Union‑find, or Disjoint Set Union (DSU), is a data structure for maintaining a collection of disjoint sets under two operations:

  • find(x) – identify which set (component) x belongs to.
  • union(x, y) – merge the sets containing x and y.

It is extremely useful for dynamic connectivity problems in graphs and grids.

Internal Representation

Union‑find represents each set as a tree:

  • Each element x has a parent[x].
  • A root node satisfies parent[root] == root and is the representative of its component.
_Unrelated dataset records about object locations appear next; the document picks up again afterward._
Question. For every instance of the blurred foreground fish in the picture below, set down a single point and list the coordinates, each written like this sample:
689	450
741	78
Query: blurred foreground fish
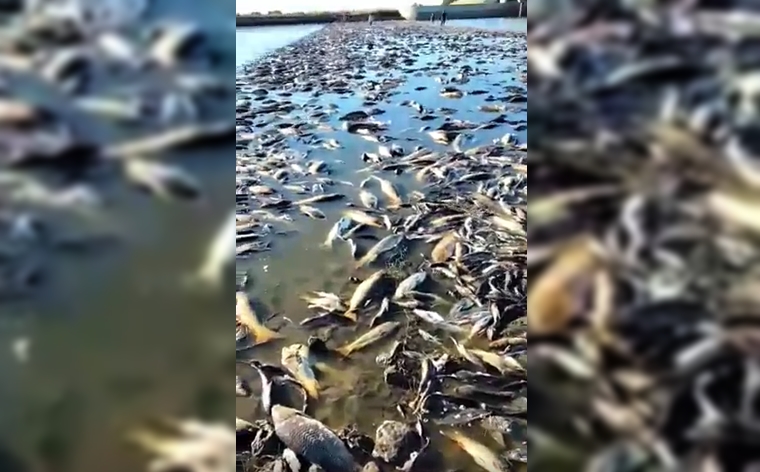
221	254
247	318
161	180
312	440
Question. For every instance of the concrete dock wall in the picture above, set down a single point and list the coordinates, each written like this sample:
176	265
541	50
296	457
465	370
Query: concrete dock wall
463	12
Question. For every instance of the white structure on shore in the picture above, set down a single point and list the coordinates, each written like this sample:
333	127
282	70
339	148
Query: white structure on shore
484	9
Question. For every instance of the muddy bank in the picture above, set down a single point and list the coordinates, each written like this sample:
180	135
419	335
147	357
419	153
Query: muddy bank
367	157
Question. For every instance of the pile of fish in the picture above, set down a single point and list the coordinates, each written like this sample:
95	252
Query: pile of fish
83	102
645	237
95	97
440	294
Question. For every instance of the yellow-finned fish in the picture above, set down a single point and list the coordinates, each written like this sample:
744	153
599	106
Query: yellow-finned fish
297	360
245	315
370	337
482	455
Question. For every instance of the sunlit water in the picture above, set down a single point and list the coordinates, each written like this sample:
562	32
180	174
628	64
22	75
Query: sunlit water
116	337
298	264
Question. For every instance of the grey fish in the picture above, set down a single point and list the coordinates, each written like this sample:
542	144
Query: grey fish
364	292
382	246
409	285
312	440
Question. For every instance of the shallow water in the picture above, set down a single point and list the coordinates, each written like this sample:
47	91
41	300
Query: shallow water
297	264
251	43
116	337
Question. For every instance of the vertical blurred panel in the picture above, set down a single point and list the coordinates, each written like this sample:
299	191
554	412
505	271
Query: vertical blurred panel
643	233
116	176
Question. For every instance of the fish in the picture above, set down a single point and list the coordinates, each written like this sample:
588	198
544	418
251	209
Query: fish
325	197
381	312
219	256
337	231
390	191
312	440
444	248
363	292
370	337
386	244
409	285
481	454
297	360
364	218
160	179
368	199
312	212
245	315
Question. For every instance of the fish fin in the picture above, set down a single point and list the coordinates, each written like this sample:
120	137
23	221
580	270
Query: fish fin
351	315
149	441
262	334
312	388
344	351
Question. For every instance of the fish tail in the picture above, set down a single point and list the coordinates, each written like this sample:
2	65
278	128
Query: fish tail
351	315
311	386
149	441
345	351
263	334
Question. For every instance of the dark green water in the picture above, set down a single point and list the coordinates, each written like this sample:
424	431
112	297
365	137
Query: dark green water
116	338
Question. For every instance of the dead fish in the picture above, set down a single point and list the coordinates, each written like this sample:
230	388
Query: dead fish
382	246
324	300
444	248
451	92
481	454
161	179
123	110
409	285
297	360
220	254
261	190
247	318
368	199
363	218
331	144
242	389
312	212
370	337
311	440
338	231
364	292
173	42
389	190
325	197
17	113
381	312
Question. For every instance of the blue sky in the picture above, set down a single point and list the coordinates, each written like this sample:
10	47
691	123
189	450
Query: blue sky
247	6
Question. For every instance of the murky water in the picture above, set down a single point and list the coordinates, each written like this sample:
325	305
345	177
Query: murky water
116	337
251	43
298	264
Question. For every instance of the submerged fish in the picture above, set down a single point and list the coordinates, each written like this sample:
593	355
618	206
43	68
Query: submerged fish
482	455
364	292
370	337
220	255
311	440
296	358
382	246
247	318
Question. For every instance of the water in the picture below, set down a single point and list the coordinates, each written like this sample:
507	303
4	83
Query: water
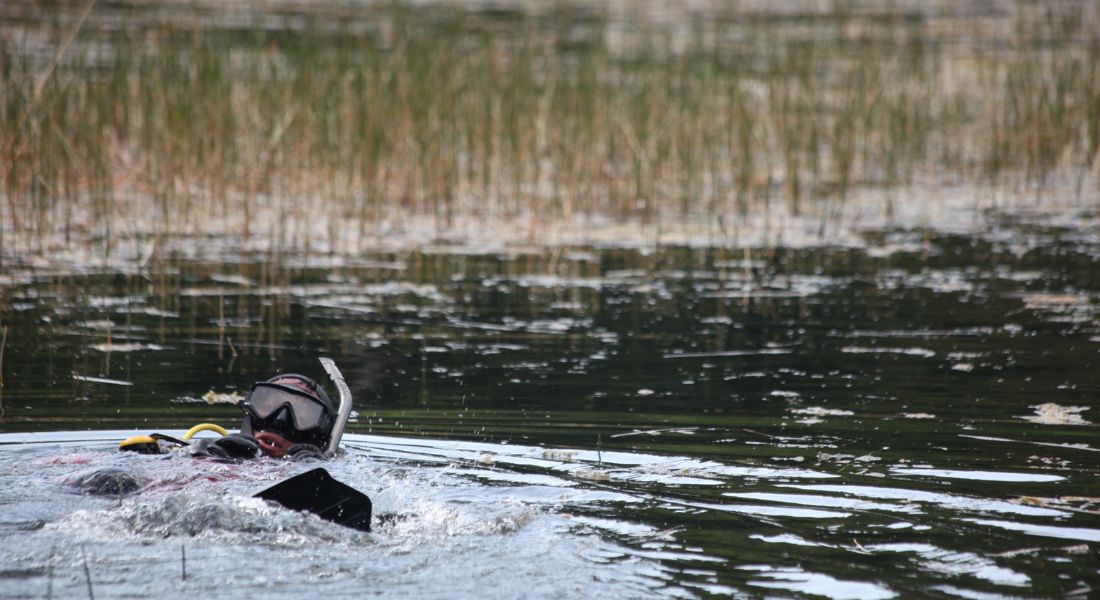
912	416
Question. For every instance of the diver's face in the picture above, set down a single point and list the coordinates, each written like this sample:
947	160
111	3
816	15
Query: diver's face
282	416
277	433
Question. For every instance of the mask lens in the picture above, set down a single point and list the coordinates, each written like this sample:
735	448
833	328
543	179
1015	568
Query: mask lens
264	401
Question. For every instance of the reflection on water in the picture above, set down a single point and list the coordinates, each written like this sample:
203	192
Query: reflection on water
600	421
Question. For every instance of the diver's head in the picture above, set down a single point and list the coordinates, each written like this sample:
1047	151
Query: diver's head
288	410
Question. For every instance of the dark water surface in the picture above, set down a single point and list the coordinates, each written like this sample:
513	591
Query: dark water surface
915	417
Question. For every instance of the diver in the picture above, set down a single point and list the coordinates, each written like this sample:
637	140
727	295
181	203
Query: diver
287	416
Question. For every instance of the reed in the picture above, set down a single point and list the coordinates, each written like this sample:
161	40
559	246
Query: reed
263	129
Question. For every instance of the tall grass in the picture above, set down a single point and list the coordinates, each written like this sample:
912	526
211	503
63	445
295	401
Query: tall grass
263	128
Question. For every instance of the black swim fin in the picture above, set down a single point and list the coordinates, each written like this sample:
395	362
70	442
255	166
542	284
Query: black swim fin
317	492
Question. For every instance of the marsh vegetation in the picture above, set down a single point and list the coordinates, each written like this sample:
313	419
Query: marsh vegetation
327	126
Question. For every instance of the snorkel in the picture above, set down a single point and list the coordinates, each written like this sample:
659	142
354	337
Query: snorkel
344	411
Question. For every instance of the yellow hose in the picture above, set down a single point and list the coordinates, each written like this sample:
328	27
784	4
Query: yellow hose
206	427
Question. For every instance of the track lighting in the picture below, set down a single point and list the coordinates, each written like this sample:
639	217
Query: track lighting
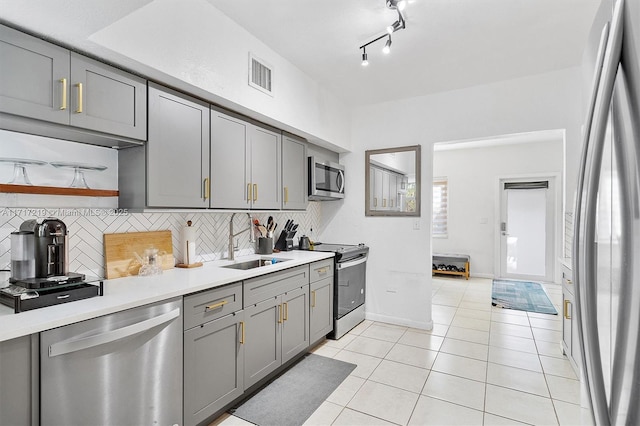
399	24
387	46
395	27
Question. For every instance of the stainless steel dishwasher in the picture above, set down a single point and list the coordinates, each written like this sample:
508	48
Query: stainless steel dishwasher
120	369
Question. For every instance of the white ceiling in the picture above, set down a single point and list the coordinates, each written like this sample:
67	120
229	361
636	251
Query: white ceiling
447	45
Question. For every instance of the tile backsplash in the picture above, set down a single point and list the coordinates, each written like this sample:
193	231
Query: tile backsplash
87	226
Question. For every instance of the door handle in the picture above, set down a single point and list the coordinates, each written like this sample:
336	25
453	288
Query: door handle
63	104
79	109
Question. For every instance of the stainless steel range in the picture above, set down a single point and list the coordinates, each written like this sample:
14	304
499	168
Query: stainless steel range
349	278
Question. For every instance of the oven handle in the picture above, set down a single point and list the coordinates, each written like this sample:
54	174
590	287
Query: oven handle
351	263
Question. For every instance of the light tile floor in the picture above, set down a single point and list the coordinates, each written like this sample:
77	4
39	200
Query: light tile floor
479	365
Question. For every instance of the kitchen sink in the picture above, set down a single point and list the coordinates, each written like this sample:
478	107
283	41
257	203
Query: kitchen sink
255	263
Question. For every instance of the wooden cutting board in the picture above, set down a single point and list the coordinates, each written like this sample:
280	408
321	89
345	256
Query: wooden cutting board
119	249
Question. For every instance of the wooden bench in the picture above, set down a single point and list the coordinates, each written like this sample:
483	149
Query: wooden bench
451	259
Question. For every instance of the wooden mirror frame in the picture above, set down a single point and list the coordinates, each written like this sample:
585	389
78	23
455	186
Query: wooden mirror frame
368	210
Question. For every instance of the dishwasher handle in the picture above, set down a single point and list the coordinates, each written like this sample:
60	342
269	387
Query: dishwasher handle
75	345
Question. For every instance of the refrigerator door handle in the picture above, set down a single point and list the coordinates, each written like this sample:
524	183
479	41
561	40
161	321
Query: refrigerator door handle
585	251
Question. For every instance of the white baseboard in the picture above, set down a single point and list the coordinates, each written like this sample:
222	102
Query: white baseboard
490	276
426	325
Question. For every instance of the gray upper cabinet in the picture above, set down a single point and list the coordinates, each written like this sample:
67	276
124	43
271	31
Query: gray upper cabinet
177	150
106	99
229	184
34	77
294	174
245	164
43	81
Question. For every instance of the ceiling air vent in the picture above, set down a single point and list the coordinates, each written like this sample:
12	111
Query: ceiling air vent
260	75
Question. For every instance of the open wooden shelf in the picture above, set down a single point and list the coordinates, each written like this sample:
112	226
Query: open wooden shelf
56	190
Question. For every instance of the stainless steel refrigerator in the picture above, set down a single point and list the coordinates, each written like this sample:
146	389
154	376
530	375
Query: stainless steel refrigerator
606	247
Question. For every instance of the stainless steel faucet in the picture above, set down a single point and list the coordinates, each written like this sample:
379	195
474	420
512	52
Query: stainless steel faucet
232	235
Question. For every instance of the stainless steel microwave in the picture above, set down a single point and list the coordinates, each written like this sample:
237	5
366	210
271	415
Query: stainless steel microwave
326	180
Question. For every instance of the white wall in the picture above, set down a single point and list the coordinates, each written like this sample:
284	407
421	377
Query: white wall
472	176
540	102
199	49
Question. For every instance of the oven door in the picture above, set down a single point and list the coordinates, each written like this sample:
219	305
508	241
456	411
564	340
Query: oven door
326	180
350	281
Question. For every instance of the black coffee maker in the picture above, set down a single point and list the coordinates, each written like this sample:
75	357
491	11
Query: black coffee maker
40	253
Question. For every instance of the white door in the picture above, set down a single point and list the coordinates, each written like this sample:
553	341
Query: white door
527	229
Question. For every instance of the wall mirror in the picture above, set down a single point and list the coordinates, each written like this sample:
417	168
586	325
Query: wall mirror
392	181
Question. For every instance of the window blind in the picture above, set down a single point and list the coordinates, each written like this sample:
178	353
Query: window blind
440	207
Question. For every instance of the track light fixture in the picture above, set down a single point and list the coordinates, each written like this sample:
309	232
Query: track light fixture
399	24
387	46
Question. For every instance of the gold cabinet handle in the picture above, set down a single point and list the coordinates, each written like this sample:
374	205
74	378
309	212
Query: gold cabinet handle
322	271
207	189
215	306
63	103
79	109
566	309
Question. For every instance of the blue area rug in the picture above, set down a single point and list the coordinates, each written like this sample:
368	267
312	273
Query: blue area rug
522	296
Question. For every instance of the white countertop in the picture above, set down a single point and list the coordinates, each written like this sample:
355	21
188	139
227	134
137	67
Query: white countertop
566	262
131	292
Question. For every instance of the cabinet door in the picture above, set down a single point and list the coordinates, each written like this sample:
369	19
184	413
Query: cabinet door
321	312
33	77
262	340
265	168
295	322
294	174
229	162
213	367
18	378
177	150
106	99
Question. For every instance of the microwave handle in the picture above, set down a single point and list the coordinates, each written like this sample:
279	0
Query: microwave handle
340	181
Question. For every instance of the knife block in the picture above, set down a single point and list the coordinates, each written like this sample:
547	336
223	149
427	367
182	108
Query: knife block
285	241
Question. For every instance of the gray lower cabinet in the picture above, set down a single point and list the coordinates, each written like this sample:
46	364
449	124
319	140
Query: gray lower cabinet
570	336
245	163
46	82
19	380
213	367
295	322
321	299
172	170
263	340
277	321
294	174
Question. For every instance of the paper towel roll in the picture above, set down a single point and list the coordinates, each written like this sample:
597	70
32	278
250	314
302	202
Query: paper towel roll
188	244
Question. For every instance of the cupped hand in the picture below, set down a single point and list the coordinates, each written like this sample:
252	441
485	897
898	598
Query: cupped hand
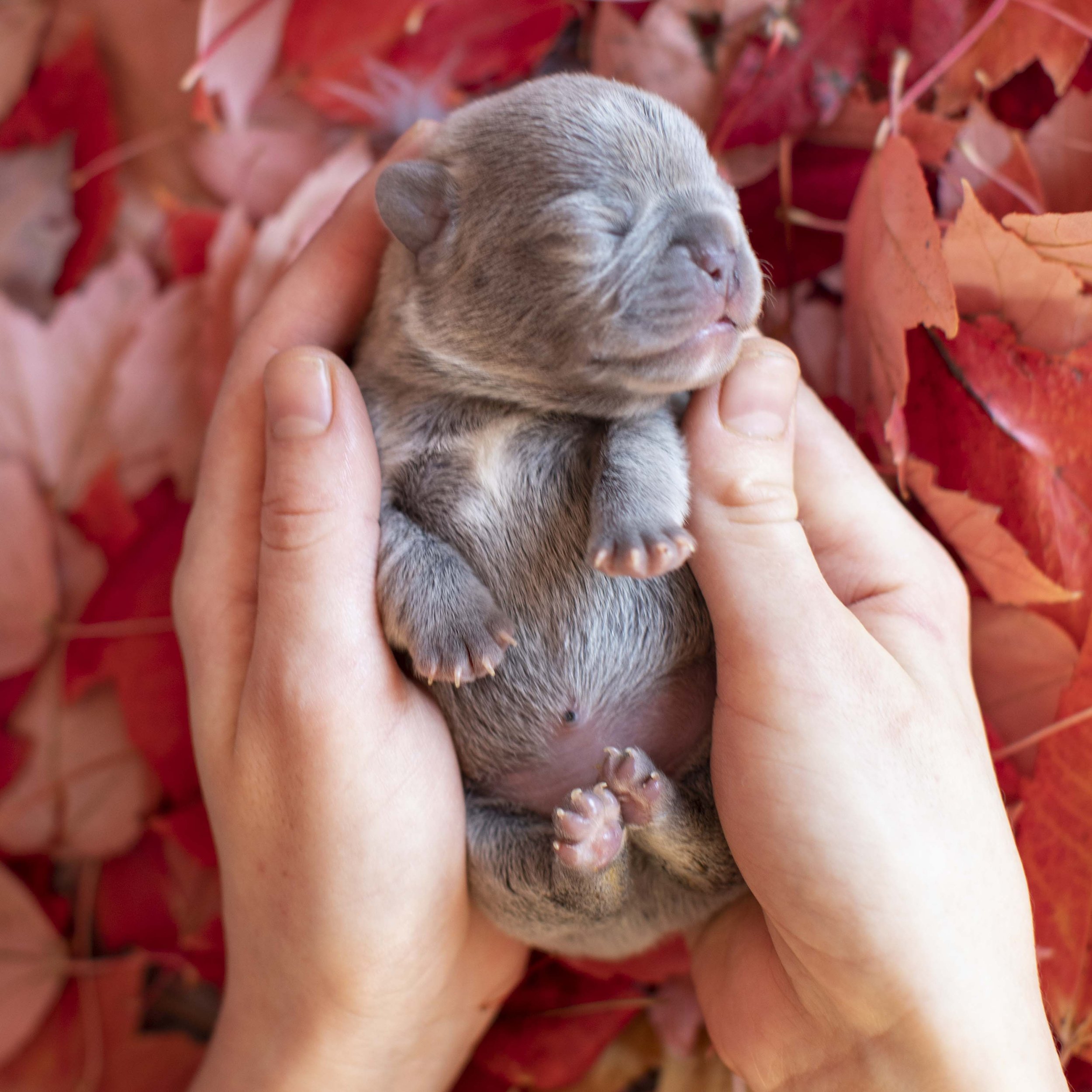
354	958
888	940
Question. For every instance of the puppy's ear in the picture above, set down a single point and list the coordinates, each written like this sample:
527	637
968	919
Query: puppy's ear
415	200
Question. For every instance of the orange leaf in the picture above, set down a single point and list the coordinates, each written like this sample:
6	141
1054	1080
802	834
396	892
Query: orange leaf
1058	237
999	562
1062	151
895	280
995	272
92	1041
1018	38
32	964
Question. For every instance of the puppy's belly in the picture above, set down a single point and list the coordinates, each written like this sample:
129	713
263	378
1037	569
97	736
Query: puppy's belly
671	722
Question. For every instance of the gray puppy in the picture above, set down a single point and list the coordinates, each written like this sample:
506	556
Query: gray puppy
567	263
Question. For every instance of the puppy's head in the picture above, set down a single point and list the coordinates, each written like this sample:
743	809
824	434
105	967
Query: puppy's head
571	244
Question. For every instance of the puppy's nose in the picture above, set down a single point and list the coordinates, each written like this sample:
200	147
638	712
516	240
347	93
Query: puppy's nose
715	258
711	250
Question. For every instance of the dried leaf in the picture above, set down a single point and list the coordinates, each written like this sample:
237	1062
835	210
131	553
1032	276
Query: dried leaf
30	594
33	964
1019	36
661	54
1061	147
1065	238
995	272
239	41
895	280
1054	836
55	378
536	1042
70	94
803	84
1009	424
36	222
156	418
860	118
86	791
93	1040
147	667
22	25
988	156
283	236
635	1053
1021	663
1001	564
259	165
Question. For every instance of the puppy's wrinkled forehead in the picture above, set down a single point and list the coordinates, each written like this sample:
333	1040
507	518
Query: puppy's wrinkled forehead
573	135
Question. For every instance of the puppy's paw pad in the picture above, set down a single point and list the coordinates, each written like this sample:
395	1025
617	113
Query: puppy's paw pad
637	784
640	554
463	649
588	829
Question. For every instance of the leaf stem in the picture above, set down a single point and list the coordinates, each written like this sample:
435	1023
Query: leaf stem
1062	17
961	47
804	219
971	154
1036	737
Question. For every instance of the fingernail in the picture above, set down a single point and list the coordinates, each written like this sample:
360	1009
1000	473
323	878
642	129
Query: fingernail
758	394
422	130
298	397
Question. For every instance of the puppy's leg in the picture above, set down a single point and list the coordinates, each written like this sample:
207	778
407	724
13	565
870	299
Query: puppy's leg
676	822
640	499
435	608
532	874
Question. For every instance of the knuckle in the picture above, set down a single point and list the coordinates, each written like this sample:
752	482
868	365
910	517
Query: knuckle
290	525
752	498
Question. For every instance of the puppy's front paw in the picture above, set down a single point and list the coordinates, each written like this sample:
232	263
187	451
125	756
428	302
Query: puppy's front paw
589	829
640	554
463	643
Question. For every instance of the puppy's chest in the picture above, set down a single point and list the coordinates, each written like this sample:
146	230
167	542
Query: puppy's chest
511	495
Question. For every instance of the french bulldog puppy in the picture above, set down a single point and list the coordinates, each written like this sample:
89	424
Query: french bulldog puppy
567	265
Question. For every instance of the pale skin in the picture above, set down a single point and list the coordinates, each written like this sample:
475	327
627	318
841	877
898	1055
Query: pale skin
888	940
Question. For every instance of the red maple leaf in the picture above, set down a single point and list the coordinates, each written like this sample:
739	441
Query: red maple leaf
92	1040
1009	425
555	1025
145	664
71	94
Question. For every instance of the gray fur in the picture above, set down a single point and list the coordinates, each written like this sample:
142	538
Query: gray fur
564	260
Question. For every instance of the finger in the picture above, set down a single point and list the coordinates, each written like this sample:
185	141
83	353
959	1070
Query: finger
744	992
766	594
321	300
316	610
876	557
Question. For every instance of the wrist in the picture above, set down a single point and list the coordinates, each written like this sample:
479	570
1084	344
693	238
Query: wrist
964	1057
308	1050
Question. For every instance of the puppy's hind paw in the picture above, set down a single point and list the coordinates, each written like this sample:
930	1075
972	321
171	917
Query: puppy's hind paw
639	554
462	649
589	829
640	789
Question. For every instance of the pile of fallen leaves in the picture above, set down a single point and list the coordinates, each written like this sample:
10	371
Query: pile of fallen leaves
916	175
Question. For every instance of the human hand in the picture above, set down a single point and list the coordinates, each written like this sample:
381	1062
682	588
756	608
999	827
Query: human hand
888	942
354	958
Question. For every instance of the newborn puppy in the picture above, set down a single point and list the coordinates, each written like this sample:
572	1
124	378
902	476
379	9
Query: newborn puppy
566	263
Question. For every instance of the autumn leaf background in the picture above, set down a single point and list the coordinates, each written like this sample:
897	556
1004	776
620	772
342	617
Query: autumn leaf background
916	177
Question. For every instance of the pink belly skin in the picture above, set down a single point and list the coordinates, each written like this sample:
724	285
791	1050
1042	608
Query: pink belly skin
671	722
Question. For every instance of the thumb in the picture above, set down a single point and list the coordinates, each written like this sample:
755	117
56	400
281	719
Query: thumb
320	512
754	564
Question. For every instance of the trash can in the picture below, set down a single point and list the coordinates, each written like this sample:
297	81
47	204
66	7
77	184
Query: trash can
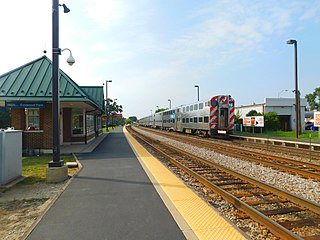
10	155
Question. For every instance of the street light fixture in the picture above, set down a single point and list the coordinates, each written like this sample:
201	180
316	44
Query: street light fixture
56	51
285	90
107	105
296	91
197	86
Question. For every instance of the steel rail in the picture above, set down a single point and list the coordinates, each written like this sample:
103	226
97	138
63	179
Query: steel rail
272	225
256	157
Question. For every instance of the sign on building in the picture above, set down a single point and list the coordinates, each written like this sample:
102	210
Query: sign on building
253	121
316	119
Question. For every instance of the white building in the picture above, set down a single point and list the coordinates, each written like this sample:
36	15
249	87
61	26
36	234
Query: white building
284	107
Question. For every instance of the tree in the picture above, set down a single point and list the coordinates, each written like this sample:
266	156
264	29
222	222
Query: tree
314	99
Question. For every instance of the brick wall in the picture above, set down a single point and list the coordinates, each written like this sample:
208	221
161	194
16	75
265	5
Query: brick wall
67	125
18	118
42	139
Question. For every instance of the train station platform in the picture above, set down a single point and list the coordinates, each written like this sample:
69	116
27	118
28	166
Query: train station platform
122	192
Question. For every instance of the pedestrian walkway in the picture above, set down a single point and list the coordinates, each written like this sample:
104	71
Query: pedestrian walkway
82	147
111	198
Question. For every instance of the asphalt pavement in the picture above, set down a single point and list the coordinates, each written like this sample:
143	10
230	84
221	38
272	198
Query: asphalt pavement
111	198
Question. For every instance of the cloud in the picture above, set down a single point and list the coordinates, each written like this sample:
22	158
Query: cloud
104	12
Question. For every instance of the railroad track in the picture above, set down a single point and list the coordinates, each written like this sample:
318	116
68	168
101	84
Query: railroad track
311	155
285	215
304	169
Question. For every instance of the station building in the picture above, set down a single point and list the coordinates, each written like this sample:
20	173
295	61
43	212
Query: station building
284	107
27	91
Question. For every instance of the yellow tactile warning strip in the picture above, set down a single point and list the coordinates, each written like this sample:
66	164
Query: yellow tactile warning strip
195	218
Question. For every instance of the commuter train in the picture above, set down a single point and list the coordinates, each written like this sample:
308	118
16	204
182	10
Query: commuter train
213	117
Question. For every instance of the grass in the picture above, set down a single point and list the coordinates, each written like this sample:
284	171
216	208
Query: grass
104	130
309	135
34	168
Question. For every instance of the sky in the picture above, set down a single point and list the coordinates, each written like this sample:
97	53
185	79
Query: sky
155	50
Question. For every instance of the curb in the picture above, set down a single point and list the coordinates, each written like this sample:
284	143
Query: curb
53	200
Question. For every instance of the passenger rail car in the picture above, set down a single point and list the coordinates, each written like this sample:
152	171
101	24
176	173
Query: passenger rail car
212	117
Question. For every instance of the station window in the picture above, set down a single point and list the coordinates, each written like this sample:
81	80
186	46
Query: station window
195	107
77	122
32	118
90	124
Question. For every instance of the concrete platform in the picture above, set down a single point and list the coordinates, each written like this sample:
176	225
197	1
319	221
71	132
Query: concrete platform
123	192
111	198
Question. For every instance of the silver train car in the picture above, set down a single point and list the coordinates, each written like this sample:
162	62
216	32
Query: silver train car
212	117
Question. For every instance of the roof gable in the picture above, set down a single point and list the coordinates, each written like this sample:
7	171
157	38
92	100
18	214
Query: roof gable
95	93
33	81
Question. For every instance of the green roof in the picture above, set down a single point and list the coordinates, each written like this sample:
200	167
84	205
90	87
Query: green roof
33	82
95	93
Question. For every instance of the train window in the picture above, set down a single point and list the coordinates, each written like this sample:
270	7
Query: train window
214	103
195	107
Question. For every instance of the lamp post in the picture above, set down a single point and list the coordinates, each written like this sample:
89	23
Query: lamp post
285	90
107	105
56	51
296	91
197	86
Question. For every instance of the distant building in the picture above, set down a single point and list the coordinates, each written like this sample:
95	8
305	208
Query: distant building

find(x) walks up parent pointers until it reaches a root.

Optimizations

Two classic optimizations make union‑find very fast in practice:

  • Path compression in find:
    • After finding the root for x, set parent[x] directly to that root.
    • Often done recursively: parent[x] = find(parent[x]).
  • Union by rank/size in union:
    • Always attach the smaller tree under the larger tree’s root.
    • Keeps trees shallow, improving future find performance.

With both optimizations, the amortized time per operation is effectively constant for realistic input sizes.

Typical API

Java
class UnionFind {
    private int[] parent;
    private int[] rank; // or size

    UnionFind(int n) {
        parent = new int[n];
        rank = new int[n];
        for (int i = 0; i < n; i++) {
            parent[i] = i;
            rank[i] = 0;
        }
    }

    int find(int x) {
        if (parent[x] != x) {
            parent[x] = find(parent[x]); // path compression
        }
        return parent[x];
    }

    void union(int x, int y) {
        int rx = find(x), ry = find(y);
        if (rx == ry) return;
        if (rank[rx] < rank[ry]) {
            parent[rx] = ry;
        } else if (rank[rx] > rank[ry]) {
            parent[ry] = rx;
        } else {
            parent[ry] = rx;
            rank[rx]++;
        }
    }
}

Use Cases

Union‑find is ideal for:

  • Counting connected components in an undirected graph.
  • Detecting cycles when incrementally adding edges.
  • Grid connectivity problems (e.g. number of islands with online operations).
  • Building Minimum Spanning Trees with Kruskal’s algorithm.

Whenever you need to merge groups and ask “are these two elements in the same group?”, union‑find should be top of mind.